Outre l’enjeu de santé publique que représente l’appareillage de ces patients, le fait qu’un tiers
de la demande potentielle ne soit pas satisfaite par le marché, tel qu’il fonctionne aujourd’hui,
soulève nécessairement des interrogations pour l’Autorité de la concurrence.
Pour une partie des patients, souvent âgés et aux revenus modestes, le prix élevé de
l’appareillage (1500 euros en moyenne par oreille) associé au faible niveau de remboursement
par l’Assurance maladie est l’un des facteurs qui conduit à renoncer aux soins. En outre, pour
ceux qui ont les moyens de s’appareiller, le niveau élevé du prix, qui implique un engagement
de plusieurs années, suscite des difficultés, alors que la capacité du patient à changer de
professionnel en cas d’insatisfaction apparaît très limitée.
Aujourd’hui, le secteur des audioprothèses en France est en pleine mutation. En amont de la
chaîne de valeur, les fabricants s’engagent dans un mouvement d’intégration verticale auquel
il convient d’être attentif car il pourrait à terme provoquer un phénomène connu sous le terme
de barrière à l’entrée forclusion »). À l’aval, une nouvelle offre plus dynamique, venant de
certains centres d’audioprothésistes ou de chaînes d’optique, propose aux patients des prix
inférieurs de 15 % environ aux prix de marché moyens sans que la qualité des prestations
afférentes ne semble en être affectée, puisque les enquêtes de satisfaction menées par ces
acteurs demeurent largement favorables. Dans un contexte où ces nouveaux acteurs détiennent
des parts de marché encore modestes, il convient de ne pas brider leur essor, notamment en
levant les éventuels freins structurels à leur développement.

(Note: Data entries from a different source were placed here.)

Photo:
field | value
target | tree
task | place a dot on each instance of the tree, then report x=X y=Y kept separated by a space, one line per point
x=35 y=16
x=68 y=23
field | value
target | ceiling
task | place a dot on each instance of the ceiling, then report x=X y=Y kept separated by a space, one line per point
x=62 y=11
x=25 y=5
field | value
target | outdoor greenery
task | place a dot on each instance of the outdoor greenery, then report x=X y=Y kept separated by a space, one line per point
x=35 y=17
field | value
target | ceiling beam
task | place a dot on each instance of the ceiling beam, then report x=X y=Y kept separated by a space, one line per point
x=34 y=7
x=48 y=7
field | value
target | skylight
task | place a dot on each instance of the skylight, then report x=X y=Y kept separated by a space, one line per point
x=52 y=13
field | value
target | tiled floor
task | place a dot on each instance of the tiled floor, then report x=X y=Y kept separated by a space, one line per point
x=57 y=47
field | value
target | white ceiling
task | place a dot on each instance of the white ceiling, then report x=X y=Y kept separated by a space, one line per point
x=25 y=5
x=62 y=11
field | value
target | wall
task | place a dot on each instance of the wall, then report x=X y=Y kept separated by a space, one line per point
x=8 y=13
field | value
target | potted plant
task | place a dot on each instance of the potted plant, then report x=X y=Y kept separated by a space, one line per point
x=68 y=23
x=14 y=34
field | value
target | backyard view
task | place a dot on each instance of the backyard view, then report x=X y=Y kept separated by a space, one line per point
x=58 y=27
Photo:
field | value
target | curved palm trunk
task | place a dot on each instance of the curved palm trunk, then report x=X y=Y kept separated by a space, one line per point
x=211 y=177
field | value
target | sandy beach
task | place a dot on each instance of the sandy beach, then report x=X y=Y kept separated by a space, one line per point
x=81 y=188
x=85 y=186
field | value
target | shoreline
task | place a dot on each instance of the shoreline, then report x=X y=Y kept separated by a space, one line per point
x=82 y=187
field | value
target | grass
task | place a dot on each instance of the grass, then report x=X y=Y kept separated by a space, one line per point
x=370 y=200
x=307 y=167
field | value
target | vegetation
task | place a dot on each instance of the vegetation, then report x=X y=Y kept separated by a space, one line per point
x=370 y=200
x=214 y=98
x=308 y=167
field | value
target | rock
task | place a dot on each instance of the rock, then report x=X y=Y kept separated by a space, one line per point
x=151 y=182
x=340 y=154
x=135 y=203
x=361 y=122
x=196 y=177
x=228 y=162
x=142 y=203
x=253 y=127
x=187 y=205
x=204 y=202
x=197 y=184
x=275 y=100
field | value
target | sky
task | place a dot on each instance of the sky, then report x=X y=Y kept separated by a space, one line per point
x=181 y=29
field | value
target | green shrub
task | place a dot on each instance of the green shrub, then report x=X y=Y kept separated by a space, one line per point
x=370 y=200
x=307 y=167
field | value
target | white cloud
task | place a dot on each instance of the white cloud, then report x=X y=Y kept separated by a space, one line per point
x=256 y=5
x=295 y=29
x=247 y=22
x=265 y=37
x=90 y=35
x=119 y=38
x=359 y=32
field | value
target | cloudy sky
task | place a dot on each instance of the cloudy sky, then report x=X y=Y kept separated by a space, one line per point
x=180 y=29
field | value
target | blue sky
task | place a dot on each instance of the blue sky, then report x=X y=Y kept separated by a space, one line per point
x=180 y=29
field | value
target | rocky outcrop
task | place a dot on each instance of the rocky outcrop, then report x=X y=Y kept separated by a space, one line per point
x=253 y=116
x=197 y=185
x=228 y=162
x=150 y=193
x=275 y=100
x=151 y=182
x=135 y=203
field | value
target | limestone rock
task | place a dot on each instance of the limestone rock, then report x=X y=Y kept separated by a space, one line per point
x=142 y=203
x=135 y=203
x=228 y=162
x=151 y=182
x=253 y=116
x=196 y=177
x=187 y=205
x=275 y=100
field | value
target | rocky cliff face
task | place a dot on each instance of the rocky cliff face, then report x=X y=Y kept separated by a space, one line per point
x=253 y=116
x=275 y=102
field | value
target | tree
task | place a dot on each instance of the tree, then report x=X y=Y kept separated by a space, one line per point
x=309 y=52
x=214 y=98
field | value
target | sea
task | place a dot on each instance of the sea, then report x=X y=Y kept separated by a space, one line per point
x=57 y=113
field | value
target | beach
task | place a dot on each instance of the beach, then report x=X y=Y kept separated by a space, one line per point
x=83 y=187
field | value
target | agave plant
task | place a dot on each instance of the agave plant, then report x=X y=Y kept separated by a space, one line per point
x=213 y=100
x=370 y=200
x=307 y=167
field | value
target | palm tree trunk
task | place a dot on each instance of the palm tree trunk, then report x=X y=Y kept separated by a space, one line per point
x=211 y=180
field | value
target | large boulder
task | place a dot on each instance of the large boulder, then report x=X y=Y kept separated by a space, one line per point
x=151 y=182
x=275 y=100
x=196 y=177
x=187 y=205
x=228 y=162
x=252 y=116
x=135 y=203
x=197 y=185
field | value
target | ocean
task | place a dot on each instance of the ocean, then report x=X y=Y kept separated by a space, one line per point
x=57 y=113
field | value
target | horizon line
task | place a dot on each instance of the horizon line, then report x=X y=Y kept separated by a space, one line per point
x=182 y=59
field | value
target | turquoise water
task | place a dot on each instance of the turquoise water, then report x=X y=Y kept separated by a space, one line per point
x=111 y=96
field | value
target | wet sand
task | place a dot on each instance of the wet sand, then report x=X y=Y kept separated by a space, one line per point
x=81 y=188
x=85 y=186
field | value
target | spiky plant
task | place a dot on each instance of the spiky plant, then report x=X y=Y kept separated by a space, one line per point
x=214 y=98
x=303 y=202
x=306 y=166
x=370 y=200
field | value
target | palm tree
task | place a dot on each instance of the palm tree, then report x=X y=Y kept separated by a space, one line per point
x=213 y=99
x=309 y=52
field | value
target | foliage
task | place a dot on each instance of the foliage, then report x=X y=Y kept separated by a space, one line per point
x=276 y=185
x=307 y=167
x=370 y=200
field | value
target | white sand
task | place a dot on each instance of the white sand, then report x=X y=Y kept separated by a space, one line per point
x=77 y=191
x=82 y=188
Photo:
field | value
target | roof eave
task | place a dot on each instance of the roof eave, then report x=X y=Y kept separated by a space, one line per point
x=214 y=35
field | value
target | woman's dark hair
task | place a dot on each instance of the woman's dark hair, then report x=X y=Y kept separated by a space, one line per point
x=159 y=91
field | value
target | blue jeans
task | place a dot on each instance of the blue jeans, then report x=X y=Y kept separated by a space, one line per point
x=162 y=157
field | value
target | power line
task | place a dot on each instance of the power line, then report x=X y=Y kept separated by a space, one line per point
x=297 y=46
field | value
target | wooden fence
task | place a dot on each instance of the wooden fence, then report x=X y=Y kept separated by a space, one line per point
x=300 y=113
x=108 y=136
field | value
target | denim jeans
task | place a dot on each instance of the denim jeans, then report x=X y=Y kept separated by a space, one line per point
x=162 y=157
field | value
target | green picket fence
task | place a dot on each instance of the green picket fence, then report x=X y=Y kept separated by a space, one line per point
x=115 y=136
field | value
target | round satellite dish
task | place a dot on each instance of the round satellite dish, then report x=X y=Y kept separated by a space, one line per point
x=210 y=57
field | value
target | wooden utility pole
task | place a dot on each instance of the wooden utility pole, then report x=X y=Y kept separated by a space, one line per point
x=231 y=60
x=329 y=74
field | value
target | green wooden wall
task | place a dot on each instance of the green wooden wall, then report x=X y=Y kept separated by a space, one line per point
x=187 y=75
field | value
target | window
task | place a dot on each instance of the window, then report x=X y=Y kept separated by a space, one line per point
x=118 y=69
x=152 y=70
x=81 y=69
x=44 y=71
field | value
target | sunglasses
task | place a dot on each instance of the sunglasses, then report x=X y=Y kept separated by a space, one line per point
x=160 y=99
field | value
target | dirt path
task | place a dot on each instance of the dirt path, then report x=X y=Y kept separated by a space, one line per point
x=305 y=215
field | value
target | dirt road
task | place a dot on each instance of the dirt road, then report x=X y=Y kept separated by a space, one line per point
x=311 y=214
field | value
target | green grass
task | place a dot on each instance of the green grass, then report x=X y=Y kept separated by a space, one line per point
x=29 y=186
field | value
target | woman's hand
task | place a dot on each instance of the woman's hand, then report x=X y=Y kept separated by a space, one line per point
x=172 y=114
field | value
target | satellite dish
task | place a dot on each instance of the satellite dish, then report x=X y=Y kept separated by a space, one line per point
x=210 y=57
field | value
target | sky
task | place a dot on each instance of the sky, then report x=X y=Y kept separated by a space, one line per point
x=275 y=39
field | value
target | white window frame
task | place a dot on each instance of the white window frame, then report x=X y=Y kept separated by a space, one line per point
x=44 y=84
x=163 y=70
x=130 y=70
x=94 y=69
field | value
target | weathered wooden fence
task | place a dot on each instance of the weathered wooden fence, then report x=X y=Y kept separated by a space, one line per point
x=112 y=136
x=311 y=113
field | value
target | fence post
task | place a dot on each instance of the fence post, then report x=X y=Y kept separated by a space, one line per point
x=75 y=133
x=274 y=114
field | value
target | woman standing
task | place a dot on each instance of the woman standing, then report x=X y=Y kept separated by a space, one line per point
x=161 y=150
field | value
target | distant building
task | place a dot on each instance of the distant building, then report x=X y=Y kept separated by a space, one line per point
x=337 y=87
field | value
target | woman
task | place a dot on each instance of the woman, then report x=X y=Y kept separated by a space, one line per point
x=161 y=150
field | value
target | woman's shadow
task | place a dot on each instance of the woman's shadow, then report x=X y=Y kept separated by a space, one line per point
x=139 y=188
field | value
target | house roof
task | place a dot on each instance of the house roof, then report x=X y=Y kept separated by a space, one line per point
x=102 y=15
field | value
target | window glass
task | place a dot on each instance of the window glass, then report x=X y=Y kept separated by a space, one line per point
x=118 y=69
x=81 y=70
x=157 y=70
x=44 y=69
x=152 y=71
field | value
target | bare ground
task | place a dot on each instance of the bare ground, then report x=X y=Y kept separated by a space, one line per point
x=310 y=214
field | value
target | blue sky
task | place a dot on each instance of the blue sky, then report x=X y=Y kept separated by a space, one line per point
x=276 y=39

L’Autorité a identifié deux caractéristiques du fonctionnement du secteur qui peuvent freiner
le jeu de la concurrence et limiter la baisse des prix et, par voie de conséquence, l’accès de
patients à l’appareillage.
En premier lieu, le marché des audioprothèses, où les prix sont libres, présente des
caractéristiques qui contribuent à limiter la capacité de choix du patient : le couplage
indissociable de la vente de l’appareil et des prestations de suivi, le caractère aujourd’hui
largement artificiel de la ventilation des coûts dans les devis proposés aux patients, l’absence
d’individualisation du temps consacré aux prestations de suivi. En outre, l’acheteur contracte
avec l’audioprothésiste pour une durée de 5 à 6 ans, pendant laquelle il se trouve dans une
situation de dépendance vis-à-vis du professionnel. Cette dépendance est d’autant plus forte
que le coût élevé de l’appareillage interdit toute forme de « nomadisme » de la patientèle. En
outre, l’asymétrie d’information sur le marché est telle que le patient se trouve dans une
position de « faiblesse » vis-à-vis du professionnel.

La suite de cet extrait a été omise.